OpenAlex API in Python

OpenAlex API in Python#

by Michael T. Moen

Please see the following resources for more information on API usage:

Documentation
Terms
- OpenAlex Terms of Service
Data Reuse
- OpenAlex License: The OpenAlex dataset is free under CC0 license.

NOTE: Please see access details and rate limit requests for this API in the official documentation.

These recipe examples were tested on April 8, 2026.

Setup#

Import Libraries#

The following external libraries need to be installed into your environment to run the code examples in this tutorial:

We import the libraries used in this tutorial below:

from collections import Counter
import os
from pprint import pprint
from time import sleep

from dotenv import load_dotenv
import matplotlib.pyplot as plt
import requests

Import API Key#

An API key is required to access the OpenAlex API. Please see the Authentication & Pricing page for instructions on how to obtain one.

We keep our API key in a .env file and use the dotenv library to access it. If you would like to use this method, create a .env file and add the following line to it:

OPENALEX_API_KEY="YOUR-API-KEY-HERE"

load_dotenv()
try:
    API_KEY = os.environ["OPENALEX_API_KEY"]
except KeyError:
    print("API key not found. Please set 'OPENALEX_API_KEY' in your .env file.")

OpenAlex Snapshot#

OpenAlex also offers a database download that is updated monthly. This option may be more useful than the API when working with larger datasets and when up-to-date data is unimportant.

More information can be found here.

1. Simple Queries#

The OpenAlex API has a works endpoint that can be used to search for works using a query. In this example, we’ll consider several different queries. More information on search queries can be found here.

Simple Title Query#

This first example will search for the term “geodetics”:

BASE_URL = 'https://api.openalex.org/'
endpoint = 'works'
filters = 'title.search:"geodetics"'
params = {
    'filter': filters,
    'api_key': API_KEY
}
geodetics_data = requests.get(BASE_URL + endpoint, params=params).json()

# Display resulting metadata
geodetics_data['meta']

{'count': 14044,
 'db_response_time_ms': 14,
 'page': 1,
 'per_page': 25,
 'groups_count': None,
 'cost_usd': 0.001}

The count in the output above tells us how many works have been published by UA authors.
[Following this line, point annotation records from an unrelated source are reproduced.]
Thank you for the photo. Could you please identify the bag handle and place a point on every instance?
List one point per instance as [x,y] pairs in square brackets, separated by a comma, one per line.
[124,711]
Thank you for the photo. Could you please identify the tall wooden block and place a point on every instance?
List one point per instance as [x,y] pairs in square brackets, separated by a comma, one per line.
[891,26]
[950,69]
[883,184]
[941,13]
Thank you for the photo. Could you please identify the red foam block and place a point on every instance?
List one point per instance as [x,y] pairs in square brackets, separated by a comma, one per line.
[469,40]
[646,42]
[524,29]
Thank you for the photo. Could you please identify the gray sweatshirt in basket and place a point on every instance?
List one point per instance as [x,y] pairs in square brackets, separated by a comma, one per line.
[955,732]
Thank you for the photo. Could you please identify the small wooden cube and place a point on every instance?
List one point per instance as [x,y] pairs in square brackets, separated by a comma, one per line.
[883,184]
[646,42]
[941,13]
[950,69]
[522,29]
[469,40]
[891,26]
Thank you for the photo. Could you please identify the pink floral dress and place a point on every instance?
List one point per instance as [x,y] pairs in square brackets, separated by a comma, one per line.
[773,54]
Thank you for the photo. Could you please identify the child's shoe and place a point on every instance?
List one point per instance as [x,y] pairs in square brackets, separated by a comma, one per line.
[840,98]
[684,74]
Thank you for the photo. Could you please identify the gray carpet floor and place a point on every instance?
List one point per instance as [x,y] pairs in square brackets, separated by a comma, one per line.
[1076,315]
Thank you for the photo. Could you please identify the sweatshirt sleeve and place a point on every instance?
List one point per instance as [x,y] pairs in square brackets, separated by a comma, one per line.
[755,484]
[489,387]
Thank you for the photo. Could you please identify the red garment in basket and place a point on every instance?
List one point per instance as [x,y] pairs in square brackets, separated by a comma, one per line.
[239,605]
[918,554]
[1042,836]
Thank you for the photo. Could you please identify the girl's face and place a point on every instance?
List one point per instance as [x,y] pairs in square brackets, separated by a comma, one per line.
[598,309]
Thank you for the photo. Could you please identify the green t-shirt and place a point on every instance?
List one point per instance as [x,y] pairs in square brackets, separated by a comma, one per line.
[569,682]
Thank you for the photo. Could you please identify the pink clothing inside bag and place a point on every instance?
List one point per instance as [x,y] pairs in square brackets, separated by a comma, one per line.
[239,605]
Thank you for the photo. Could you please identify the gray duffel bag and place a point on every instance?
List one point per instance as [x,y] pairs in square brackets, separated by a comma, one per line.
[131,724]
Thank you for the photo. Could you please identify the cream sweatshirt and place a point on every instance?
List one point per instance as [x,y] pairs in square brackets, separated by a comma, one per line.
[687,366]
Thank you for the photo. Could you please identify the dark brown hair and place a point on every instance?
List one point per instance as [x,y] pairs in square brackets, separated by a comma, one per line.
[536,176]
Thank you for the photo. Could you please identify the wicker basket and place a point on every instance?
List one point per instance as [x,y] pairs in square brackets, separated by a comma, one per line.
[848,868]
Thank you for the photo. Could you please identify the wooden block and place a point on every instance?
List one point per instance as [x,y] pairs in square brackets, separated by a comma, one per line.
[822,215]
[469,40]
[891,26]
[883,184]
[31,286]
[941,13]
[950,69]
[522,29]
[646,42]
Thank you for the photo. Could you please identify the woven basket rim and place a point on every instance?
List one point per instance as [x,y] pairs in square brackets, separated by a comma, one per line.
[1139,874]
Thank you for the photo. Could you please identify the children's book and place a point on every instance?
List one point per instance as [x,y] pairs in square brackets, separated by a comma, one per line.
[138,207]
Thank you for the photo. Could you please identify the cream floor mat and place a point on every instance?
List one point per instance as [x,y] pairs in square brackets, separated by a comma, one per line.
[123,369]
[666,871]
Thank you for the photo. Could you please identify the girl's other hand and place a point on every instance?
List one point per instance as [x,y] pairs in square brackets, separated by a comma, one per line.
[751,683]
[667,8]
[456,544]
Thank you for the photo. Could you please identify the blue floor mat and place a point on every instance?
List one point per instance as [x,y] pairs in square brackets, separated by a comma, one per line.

It’s also important to note that the data returned by this API request is just the first page of size 25. That means that in order to obtain the data for all works in data_retrieved['results'], we must page through this data.

Each work obtained in the query will have the following structure:

pprint(geodetics_data['results'][0], depth=1)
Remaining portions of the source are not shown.